We’re ALMOST done with the bad photography. I promise.
Actually, these photos were taken with my new camera, but they were taken at night. Ask any food blogger and they’ll tell you that light is their biggest issue. And for me, where I work in an office five days a week, that means I can basically only photograph my food on weekends and sometimes in the early evenings during summer. It’s the bane of my existence.
Because, really, what does a woman who works 8-5 do when she gets home? She makes dinner for her fiancé, of course. And that might sound completely ancient and patriarchal and foreign to you, but if you’ve read more than one post on this blog, you’ll know that cooking is my THERAPY. I relax in the kitchen. I sooth my soul in the kitchen. It’s my creative outlet.
And also, I like traditional things. So that’s why I like cooking for My Other Half. I’m a traditionalist. Except this sauce isn’t very traditional at all. It’s FIERY and SWEET and HOT.
My Other Half actually made this sauce and we smothered some chicken drumsticks in it. They were delicious, and now I want to put this sauce on everything. Also, why don’t they sell sriracha in smaller bottles? I mean, they probably do, but the massive ones from the stinky factory in California are just TOO BIG.

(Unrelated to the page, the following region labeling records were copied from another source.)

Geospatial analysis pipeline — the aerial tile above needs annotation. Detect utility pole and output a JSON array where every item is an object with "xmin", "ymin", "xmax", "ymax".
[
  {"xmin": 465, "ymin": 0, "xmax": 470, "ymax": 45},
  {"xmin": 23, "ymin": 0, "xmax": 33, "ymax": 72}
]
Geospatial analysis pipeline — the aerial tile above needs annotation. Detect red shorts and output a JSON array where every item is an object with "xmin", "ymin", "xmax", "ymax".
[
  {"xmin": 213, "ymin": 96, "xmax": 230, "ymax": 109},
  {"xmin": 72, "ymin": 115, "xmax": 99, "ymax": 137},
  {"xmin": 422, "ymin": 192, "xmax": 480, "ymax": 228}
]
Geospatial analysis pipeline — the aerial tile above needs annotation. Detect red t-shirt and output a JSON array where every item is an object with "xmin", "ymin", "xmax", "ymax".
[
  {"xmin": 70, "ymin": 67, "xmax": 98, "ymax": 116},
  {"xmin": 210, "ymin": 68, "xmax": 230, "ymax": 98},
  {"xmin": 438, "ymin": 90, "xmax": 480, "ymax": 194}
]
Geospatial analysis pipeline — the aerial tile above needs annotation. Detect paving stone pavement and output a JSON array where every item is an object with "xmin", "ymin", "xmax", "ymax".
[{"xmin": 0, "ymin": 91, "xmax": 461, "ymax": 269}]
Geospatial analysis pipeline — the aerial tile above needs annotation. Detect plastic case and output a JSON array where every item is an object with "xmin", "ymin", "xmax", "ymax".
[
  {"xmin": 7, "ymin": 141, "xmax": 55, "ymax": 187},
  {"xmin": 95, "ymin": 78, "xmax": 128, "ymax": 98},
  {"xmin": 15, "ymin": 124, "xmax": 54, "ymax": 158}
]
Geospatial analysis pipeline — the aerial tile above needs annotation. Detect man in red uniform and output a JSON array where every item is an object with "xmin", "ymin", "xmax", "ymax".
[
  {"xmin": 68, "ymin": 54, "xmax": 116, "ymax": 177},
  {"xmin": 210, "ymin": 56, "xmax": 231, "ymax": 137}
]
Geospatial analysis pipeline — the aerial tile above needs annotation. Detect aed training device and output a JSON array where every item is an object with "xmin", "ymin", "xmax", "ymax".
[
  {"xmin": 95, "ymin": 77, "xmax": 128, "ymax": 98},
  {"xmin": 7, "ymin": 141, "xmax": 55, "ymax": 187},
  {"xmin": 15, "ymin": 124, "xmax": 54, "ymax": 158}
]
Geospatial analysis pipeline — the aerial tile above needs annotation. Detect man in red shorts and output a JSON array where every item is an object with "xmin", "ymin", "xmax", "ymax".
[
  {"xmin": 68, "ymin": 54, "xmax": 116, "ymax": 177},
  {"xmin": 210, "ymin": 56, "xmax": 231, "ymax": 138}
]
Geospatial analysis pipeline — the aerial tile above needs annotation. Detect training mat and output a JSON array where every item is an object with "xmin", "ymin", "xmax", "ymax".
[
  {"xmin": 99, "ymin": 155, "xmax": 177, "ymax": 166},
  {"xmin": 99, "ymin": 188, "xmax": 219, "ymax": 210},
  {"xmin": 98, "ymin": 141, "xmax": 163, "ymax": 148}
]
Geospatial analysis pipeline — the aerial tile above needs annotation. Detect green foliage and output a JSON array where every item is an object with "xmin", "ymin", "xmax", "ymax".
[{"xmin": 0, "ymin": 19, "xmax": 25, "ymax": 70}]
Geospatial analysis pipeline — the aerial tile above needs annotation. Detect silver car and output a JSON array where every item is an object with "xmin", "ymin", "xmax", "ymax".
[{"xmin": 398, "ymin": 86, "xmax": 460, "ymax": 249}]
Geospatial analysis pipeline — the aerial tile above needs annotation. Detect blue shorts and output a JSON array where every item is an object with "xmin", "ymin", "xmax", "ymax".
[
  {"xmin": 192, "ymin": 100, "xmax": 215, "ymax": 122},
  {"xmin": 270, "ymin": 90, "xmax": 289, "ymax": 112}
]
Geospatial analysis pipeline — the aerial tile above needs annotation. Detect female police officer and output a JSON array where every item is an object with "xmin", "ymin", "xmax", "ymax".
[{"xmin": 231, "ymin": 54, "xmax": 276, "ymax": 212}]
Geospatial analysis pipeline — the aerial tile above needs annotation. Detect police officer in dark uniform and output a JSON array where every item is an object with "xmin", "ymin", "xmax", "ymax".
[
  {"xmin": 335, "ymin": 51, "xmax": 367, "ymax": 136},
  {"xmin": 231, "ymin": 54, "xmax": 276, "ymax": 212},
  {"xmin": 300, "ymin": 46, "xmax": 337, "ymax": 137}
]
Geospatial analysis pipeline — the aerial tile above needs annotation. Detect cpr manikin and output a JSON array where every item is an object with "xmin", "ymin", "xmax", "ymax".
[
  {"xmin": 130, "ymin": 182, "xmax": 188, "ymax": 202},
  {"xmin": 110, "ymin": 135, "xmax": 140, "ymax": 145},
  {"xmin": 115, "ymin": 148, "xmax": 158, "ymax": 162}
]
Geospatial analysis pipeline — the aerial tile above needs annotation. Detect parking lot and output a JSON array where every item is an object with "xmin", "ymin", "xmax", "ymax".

Apparently I’m using a lot of ALL CAPS today. Sorry. Maybe you’ll forgive me when you try this sauce.
- 5 tbsps margarine or butter
- 1 tbsp flour
- 1/4 cup honey
- 1/4 cup Sriracha
- 1 tablespoon soy sauce
- 2 tbsps lime juice
- Melt butter in a small pot. Whisk in flour. Stir in honey, sriracha, soy sauce and lime juice. Bring to a boil then remove from heat. Bottle in a mason jar and refrigerate for up to 2 weeks. Sauce may separate, but just heat it and whisk it together if it does.